Call it what you wish, but I think I Robot raises some interesting, if not slightly disturbing questions about the extent to which we should rely on robots. But it also touched I thought on a deeper question about how much faith we should put in computers. Because without doubt the threat of cyber crime, cyber terrorism and possibly cyber violence – where machines commit acts of violence because the computer controlling them has gone rogue.
In the world of Star Wars, where droids perform all sorts of functions as manufacturing clones, being guards at military installations, serving as the flight mechanic in the starfighters and of course being C-3PO and R2D2, flashes of a mechanized world can also be seen. I particularly remember one incident where Admiral Ackbar and Commander Wedge Antilles have a disagreement about over whether the Commander, who wants to move his squadron somewhere after an exhausting operation is told to rest or a droid will be ordered to sedate him. Whilst I don’t see droids taking the place of nurses in the immediate future, it did raise an interesting question about the ethical issues that would arise should this ever happen.
Much more immediately though there are two particularly concerning cases that have come to my attention about instances of automated transport not going as it should. One involves a car and the other an aircraft.
The self driving car may sound great in theory, but does the potential for the computer controlling one to be hijacked or go rogue without reason raise any concerns? They should.
Does the potential for the computers on board an airline to go rogue cause you any concern as a passenger? It should. A case has already happened with a Q.A.N.T.A.S. flight where the computer suddenly stalled the aircraft sending it into a potentially catastrophic plunge for several hundred feet not once but twice in a matter of minutes. Yes, it is true that millions of people fly totally safely every day around the world. It is true that aviation is the safest form of transport by a long shot. Still, if a computer controlling an aircraft can go rogue on its own, what could it at the hands of a cyber hacker or if the aircraft has no manual over rides?

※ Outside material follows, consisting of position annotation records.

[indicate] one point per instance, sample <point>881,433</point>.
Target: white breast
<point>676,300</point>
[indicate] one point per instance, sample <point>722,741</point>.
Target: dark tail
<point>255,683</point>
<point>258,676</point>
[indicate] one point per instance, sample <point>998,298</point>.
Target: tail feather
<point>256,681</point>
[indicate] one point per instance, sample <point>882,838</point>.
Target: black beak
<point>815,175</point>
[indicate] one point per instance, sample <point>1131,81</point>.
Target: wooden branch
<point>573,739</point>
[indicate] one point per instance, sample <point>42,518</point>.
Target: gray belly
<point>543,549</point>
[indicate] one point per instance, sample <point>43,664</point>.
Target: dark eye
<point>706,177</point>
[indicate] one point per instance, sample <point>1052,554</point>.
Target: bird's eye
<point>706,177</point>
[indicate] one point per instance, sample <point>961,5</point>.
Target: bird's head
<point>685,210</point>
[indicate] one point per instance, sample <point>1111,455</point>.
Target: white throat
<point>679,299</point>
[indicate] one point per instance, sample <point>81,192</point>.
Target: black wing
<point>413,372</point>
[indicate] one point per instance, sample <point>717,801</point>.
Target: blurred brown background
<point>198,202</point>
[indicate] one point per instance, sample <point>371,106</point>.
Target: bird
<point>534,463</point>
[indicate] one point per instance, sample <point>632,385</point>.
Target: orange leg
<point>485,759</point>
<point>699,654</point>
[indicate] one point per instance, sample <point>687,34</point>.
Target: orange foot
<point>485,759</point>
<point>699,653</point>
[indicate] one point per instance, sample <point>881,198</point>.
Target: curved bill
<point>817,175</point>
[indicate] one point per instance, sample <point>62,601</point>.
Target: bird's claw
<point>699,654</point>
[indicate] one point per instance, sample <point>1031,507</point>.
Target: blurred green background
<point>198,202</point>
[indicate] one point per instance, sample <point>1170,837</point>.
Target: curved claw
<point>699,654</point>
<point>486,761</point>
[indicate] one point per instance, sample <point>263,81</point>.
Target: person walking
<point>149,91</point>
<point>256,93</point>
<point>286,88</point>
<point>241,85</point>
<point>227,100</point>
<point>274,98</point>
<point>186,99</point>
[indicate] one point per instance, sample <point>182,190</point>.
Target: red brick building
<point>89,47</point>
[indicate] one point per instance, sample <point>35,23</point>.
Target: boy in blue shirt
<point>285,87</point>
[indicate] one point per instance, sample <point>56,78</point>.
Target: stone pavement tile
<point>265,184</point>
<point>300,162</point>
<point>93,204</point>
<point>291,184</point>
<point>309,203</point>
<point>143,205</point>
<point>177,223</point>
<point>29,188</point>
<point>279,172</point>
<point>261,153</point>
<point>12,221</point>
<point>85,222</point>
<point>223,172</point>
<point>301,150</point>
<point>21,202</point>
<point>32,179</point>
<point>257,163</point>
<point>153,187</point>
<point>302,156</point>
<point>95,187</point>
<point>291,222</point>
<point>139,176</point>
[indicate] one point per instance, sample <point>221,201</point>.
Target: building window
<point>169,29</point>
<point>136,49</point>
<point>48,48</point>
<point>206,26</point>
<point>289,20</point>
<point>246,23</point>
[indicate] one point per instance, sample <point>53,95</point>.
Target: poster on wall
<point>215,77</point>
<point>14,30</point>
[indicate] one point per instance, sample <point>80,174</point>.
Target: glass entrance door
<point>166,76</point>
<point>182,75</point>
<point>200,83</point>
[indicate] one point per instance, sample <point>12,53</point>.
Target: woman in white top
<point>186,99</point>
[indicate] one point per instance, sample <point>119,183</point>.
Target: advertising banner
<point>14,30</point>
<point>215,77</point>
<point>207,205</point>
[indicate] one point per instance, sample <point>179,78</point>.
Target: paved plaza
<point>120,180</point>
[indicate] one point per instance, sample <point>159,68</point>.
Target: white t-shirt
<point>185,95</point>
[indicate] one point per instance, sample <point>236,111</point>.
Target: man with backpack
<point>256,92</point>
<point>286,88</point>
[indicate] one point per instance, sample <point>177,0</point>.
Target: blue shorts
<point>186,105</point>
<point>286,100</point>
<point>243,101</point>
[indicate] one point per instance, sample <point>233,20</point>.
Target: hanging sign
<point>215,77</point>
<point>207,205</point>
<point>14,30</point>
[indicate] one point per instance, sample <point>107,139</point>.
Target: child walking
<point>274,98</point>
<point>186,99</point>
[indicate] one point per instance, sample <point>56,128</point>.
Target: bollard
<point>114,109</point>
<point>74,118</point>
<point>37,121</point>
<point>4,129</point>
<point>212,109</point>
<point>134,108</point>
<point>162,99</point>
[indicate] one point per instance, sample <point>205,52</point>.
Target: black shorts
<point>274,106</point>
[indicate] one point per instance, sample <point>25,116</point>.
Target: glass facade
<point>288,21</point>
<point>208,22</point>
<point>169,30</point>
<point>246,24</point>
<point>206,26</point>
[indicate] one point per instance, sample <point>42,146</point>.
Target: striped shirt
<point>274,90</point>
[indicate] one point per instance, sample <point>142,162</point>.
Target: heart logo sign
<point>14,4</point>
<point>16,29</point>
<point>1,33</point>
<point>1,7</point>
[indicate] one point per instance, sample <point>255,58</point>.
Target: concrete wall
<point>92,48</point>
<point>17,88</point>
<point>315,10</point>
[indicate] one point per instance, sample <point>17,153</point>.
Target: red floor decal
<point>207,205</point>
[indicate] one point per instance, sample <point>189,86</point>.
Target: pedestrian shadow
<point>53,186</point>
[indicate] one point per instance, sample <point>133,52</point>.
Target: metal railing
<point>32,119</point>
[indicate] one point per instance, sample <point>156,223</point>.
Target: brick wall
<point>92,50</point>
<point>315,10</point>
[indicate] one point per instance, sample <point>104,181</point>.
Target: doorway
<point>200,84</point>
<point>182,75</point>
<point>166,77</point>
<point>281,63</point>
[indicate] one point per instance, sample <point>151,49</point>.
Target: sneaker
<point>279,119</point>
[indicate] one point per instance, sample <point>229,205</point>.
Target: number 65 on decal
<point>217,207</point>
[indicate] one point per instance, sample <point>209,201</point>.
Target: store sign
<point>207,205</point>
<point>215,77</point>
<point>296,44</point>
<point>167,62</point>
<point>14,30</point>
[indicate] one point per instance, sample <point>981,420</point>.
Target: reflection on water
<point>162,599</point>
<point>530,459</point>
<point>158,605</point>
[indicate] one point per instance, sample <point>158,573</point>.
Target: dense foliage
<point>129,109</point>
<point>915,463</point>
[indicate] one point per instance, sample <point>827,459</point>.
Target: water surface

The potential for cyber hackers either acting on their own or at the directive of a Government or terrorist organization to take control of vital data systems and websites was graphically demonstrated last weekend. A ransomware bug called “Wanna Cry” was set loose by hackers and it struck 100 countries over about 48 hours. It takes computers hostage and threatens the owner with the loss of their files unless they comply with demands. To recover their files in the case of Wanna Cry, several hundred dollars worth of Bitcoin currency to a specified address. To ensure it was not dismissed as a joke full recovery was only possible if the specified demands were met within 3 days; partial recovery could be enabled by typing the word decrypt in like this: <decrypt> or full recovery by paying the specified amount.
And also, do we want to end up like the Simpsons do in one episode (or maybe it is the movie), where they move to a house where nobody has to do anything – it is all done for them by robots? Having literally all the time each day to do whatever you wish might seem great, but the Simpsons came to regret it.